Six teen girls, who created the group Teens 4 Equality, organized the rally. They provided masks, hand sanitizer and other items for participants.
Activists held signs that read, "Black Lives Matter," "Justice for George Floyd," and “End White Silence.” Teens and organizers read poems and gave emotional speeches.
By the time the march began the crowd had grown from hundreds to thousands. The crowd, made up of people of all races and ages, then marched from Bicentennial Mall to the National Museum of African American Music on Broadway and then on to the state capitol.
They stopped multiple times to sing songs, shout chants and at one point they even laid down in the street bringing attention to the death of George Floyd.
At one point, the teen organizers were brought to tears as the the group chanted, "Say his name. George Floyd." and "Say her name. Breonna Taylor."
Officers lined the street as the crowd of thousands made its way onto Broadway. However, a few black officers kneeled with protesters as a sign of solidarity.

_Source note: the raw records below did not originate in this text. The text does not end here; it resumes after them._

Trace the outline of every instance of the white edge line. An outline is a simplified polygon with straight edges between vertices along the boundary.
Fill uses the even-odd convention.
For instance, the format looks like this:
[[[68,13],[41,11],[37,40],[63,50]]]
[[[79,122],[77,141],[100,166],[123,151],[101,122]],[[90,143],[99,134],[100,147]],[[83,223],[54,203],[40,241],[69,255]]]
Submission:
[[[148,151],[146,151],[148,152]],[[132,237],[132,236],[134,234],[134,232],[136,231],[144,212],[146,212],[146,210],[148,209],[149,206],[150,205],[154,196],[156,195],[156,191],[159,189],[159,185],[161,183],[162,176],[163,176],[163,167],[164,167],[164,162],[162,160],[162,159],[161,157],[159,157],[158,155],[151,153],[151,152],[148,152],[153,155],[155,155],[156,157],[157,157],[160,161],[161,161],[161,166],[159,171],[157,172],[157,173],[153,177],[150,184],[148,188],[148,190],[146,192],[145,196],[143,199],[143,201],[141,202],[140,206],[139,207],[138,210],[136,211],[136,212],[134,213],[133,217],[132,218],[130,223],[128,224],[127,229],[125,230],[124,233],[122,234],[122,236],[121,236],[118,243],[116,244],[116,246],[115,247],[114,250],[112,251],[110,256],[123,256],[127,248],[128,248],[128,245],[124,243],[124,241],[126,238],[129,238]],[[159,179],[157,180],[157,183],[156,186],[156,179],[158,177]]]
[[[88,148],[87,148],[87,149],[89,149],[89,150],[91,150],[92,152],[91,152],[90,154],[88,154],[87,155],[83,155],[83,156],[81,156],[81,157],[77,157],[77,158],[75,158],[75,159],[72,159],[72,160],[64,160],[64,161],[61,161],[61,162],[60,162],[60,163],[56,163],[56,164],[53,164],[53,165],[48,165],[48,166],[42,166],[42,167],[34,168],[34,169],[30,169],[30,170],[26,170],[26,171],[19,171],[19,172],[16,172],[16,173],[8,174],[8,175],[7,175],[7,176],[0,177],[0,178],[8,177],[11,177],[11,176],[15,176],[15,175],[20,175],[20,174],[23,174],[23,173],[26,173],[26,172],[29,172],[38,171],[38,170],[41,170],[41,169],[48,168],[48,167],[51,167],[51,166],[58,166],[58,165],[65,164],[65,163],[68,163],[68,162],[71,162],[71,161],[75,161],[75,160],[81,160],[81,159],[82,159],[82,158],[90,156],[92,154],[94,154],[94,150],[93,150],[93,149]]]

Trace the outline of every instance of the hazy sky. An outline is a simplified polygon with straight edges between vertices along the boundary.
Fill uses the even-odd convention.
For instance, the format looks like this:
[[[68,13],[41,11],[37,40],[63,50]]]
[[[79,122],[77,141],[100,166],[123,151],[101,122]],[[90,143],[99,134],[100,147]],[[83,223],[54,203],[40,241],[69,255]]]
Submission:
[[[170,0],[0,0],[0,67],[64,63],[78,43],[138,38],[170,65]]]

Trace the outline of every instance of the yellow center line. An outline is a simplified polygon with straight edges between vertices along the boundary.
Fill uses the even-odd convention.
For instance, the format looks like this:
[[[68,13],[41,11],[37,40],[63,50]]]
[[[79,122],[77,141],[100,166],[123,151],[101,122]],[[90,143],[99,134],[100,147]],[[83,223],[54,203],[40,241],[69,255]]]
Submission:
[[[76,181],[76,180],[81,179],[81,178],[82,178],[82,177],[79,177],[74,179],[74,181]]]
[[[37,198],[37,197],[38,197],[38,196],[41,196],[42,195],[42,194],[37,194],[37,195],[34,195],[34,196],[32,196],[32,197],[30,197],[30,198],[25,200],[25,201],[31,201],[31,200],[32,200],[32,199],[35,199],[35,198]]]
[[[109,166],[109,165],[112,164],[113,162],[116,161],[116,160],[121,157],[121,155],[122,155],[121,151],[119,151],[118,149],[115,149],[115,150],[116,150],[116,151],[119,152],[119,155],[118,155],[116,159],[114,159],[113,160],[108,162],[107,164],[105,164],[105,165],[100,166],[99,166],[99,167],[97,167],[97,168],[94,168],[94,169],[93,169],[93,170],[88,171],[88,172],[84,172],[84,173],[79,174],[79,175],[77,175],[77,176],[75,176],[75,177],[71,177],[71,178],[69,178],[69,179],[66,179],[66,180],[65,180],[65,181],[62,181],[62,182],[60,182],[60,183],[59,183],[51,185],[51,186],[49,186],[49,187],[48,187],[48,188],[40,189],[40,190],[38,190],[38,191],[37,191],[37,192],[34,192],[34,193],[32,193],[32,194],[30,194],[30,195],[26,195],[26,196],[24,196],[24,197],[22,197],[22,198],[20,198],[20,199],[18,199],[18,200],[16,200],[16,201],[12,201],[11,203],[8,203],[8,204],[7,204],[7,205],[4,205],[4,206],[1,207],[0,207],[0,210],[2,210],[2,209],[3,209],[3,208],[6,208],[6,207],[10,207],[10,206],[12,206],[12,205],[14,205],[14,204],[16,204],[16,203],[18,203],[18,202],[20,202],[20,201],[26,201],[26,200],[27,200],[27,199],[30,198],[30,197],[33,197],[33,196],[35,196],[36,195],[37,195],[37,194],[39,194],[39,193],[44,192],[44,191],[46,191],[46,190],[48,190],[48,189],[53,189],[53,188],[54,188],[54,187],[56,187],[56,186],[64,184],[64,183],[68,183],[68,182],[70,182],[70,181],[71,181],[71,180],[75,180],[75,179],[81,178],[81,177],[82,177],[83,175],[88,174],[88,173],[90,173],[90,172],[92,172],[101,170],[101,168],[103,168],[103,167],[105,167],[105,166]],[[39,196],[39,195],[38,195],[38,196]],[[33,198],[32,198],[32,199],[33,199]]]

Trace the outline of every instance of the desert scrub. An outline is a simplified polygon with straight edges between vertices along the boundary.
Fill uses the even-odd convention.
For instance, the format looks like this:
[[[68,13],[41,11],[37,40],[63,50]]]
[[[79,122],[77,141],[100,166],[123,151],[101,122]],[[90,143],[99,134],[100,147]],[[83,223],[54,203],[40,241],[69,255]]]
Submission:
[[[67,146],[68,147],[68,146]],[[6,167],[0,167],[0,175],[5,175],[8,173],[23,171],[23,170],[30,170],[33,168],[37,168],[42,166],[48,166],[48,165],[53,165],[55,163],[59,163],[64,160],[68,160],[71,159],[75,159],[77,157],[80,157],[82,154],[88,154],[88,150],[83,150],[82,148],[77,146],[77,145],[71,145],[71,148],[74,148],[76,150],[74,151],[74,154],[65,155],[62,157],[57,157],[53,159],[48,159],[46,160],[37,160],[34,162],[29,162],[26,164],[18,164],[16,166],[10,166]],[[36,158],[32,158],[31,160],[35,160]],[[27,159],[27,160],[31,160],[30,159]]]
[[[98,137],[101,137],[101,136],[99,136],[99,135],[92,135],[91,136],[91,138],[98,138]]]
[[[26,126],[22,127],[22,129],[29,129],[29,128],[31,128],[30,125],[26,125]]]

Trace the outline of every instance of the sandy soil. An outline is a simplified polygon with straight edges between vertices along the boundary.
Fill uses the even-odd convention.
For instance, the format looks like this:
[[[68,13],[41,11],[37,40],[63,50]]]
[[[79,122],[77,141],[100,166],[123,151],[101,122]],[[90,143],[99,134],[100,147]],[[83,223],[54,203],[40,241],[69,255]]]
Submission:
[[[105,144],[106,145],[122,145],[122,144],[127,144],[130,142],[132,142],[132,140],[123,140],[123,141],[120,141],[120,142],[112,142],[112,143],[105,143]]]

The rally ended peacefully at Bicentennial Mall. Nashville Mayor John Cooper took to social media to express his gratitude to the teen organizers, saying "Thank you for your commitment to justice and for elevating our city’s collective conscience. I am listening, Nashville, and I am determined to work towards real, lasting change."
The Tennessee Highway Patrol also commended protesters, saying last night served as an example for the nation showing how people can unite and exercise their rights peacefully.
The organized demonstration in Nashville tonight is THE example for the nation to follow. So many people united together and exercised their constitutional rights peacefully. @TNHighwayPatrol @TNDeptofSafety pic.twitter.com/LVKDAFyQ54
— Colonel THP (@THP_Colonel) June 5, 2020
A smaller group of demonstrators continued to protest into the night by marching on Jefferson Street, Broadway and to the Historic Metro Nashville Courthouse.
Despite the rain, the small group of protesters remained in downtown late into the night.